Saturday Maddy and I went to the violin store to switch her rental violin for a larger size.  They brought out a bunch of violins for her to try and left us in a little aisle to decide which one she liked.

Two aisles over, a father was buying a new cello for his son.  He evidently knew the salesperson a little and they struck up a conversation.  First he talked about his astoundingly talented little young cellist, who is wowing everyone who teaches him, everyone he meets.  Then he moved to discuss another of his kids.

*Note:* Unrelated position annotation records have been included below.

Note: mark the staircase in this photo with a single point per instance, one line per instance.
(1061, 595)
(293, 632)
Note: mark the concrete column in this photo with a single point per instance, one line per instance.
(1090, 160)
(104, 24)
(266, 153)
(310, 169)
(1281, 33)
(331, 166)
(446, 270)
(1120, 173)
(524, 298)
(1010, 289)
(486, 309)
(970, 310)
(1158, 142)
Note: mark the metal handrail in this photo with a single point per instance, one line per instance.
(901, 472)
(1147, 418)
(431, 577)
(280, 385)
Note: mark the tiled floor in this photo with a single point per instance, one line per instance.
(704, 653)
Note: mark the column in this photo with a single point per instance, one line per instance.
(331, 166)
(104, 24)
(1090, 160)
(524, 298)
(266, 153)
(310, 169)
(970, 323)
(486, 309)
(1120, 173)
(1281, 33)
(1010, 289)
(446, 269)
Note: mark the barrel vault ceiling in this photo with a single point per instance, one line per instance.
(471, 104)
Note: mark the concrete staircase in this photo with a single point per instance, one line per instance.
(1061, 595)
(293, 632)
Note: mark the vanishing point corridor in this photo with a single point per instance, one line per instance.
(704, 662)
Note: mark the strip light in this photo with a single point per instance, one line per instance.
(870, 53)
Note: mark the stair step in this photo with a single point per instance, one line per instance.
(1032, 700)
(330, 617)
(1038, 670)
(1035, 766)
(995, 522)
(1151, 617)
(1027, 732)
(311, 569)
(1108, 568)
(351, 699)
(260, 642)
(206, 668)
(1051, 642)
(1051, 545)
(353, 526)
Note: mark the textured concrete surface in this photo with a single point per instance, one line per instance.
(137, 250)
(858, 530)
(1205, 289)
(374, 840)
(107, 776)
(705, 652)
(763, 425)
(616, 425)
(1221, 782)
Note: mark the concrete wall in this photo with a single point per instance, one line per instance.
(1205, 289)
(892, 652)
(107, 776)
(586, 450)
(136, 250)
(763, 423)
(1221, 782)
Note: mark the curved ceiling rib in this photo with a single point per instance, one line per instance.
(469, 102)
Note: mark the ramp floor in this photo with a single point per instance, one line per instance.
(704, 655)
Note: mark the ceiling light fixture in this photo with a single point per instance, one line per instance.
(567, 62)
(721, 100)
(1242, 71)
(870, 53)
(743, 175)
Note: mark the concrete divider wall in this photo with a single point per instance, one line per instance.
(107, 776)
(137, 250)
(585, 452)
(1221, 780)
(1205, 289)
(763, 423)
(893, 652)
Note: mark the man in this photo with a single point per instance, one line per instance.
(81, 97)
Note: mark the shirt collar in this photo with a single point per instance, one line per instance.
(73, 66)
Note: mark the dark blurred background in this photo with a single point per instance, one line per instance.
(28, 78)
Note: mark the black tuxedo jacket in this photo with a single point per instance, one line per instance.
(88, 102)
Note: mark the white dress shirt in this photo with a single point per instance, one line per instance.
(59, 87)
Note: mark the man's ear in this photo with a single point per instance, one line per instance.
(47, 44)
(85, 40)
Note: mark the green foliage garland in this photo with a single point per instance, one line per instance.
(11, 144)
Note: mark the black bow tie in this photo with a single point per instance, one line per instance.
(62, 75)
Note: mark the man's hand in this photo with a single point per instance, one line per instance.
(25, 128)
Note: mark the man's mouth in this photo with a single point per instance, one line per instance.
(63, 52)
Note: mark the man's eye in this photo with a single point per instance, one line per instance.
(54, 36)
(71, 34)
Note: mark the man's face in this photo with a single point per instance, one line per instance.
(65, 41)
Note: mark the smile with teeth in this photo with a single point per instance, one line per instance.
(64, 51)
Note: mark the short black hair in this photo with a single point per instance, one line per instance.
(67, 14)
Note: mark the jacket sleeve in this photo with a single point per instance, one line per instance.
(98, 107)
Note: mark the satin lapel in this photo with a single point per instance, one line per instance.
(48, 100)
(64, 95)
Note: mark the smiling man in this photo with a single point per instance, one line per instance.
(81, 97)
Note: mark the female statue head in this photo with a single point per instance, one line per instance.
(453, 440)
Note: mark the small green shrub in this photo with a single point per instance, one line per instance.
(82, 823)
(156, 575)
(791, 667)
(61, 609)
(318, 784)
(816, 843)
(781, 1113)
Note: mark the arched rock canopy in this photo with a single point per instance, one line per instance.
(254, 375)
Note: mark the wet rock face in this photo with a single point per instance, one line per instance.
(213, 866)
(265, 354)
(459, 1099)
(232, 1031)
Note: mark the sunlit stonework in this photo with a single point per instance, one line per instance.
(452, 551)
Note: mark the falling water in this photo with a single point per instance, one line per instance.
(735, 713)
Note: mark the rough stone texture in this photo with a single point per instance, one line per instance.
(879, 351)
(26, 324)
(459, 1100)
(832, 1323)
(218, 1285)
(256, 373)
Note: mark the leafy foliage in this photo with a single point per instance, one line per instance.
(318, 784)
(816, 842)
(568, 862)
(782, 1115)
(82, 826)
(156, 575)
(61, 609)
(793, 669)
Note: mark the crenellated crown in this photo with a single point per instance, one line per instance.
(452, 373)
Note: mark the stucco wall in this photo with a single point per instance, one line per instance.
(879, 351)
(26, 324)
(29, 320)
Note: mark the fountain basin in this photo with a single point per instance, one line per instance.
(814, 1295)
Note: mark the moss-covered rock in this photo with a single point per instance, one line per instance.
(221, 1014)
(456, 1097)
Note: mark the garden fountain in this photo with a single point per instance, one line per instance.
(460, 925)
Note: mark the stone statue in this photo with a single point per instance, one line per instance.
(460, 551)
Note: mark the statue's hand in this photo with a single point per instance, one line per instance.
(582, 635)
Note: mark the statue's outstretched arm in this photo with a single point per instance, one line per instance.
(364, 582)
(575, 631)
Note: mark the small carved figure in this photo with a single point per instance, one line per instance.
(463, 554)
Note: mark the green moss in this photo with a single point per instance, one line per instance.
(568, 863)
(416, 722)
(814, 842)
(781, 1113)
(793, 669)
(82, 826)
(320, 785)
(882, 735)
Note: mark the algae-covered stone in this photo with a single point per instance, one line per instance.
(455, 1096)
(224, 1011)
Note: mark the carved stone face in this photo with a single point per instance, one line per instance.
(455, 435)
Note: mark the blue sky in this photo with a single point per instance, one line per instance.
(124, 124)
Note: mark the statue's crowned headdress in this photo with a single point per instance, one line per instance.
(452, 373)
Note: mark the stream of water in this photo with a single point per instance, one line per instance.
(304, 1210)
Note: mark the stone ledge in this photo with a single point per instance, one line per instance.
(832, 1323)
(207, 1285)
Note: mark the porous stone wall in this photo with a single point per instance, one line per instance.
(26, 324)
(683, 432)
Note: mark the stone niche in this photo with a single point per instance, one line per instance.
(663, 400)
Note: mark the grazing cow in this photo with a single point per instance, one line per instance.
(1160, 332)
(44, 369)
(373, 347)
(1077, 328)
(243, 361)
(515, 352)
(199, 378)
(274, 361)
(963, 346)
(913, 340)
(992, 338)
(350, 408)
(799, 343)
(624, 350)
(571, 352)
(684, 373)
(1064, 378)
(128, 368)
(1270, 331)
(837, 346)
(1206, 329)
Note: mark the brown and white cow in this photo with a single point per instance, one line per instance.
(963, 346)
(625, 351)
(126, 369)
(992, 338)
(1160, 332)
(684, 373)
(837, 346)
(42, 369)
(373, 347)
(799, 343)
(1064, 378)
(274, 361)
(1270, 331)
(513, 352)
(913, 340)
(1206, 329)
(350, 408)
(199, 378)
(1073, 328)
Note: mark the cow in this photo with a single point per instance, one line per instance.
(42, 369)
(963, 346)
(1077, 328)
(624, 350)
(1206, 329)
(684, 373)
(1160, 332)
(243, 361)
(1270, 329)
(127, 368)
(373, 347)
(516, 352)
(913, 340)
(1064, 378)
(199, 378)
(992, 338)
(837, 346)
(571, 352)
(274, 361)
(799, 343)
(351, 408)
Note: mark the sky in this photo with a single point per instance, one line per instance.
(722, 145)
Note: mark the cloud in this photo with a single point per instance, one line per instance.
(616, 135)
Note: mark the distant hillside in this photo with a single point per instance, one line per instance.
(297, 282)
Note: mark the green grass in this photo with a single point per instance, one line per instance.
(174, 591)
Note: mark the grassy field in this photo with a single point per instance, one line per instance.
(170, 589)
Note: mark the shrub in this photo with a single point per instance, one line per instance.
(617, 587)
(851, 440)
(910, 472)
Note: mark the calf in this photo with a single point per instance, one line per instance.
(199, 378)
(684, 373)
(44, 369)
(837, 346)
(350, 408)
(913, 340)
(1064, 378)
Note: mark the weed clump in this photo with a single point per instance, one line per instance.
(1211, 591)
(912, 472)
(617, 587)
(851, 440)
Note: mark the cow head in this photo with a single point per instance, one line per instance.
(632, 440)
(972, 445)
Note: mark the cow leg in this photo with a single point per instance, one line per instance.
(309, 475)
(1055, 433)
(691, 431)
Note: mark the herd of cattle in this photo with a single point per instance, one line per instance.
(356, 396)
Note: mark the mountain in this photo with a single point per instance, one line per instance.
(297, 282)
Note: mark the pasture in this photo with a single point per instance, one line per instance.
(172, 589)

"Did you hear about my oldest?"


"He's in Paris this year.  Having a wonderful time.  He wrote a ballet for his girlfriend, can you believe it?  She's a ballerina there and he's head over heels."

"Wow.  A ballet?"

"Yes, he just wrote it on a whim.  Young love, eh? Well _____ showed it to _______ at the Boston Ballet and now they're thinking of performing it."

"The Boston Ballet? That's amazing!"

"I know.  Think of all the composers who would die for that chance. And then Johnny just writes his first ballet...That's not even the best part.  Somehow _______, the department head at Yale's School of Music, got his hands on it and sent Johnny a letter saying 'We want you.  When you get back to the States, you've got a place at Yale in the composition program.' He said he wanted to go to NEC and I said, 'Johnny, this is your decision but it's a great chance for you.'"

"That's....quite remarkable."

* * *

I hear this kind of thing all the time.

You know the Prairie Home Companion line about Lake Wobegon, "where all the children are above average"?  Well, where I live apparently all the children are stellar.  Extraordinary.  It used to send me into paroxyms of anxiety: should I, too,  be taking my kids to more lessons? pushing them to compete more? enrolling them in study courses for the study courses for the standardized tests? sending them to NASA camp and MIT science camp and Yale drama camp and Tanglewood music camp?

The answer is no, of course not. I believe in downtime and childhood and non-regimented exploring. But sometimes it's difficult not to get caught up in the competitive energy of it all.  I do believe in education, in interesting experiences, and in supporting talent and hard work. Actually, I'm proud of that boy who wrote the ballet.  That's pretty cool!  I just have to remember I'm raising people not college applicants, not just someone's future employee. I'm raising someone's best friend, someone's spouse, someone's mother or father. 

I have to remind myself that what I want for my kids is a good life, with challenges and joys.  
To find something they love to do and develop the work ethic to do it well.  
To find someone to love and to know how to be loving.  
To use their imaginations and create ideas and passions to follow. 
To be able to articulate their thoughts.  
To be involved citizens and engaged neighbors.
And, really, the camp for those things is called home.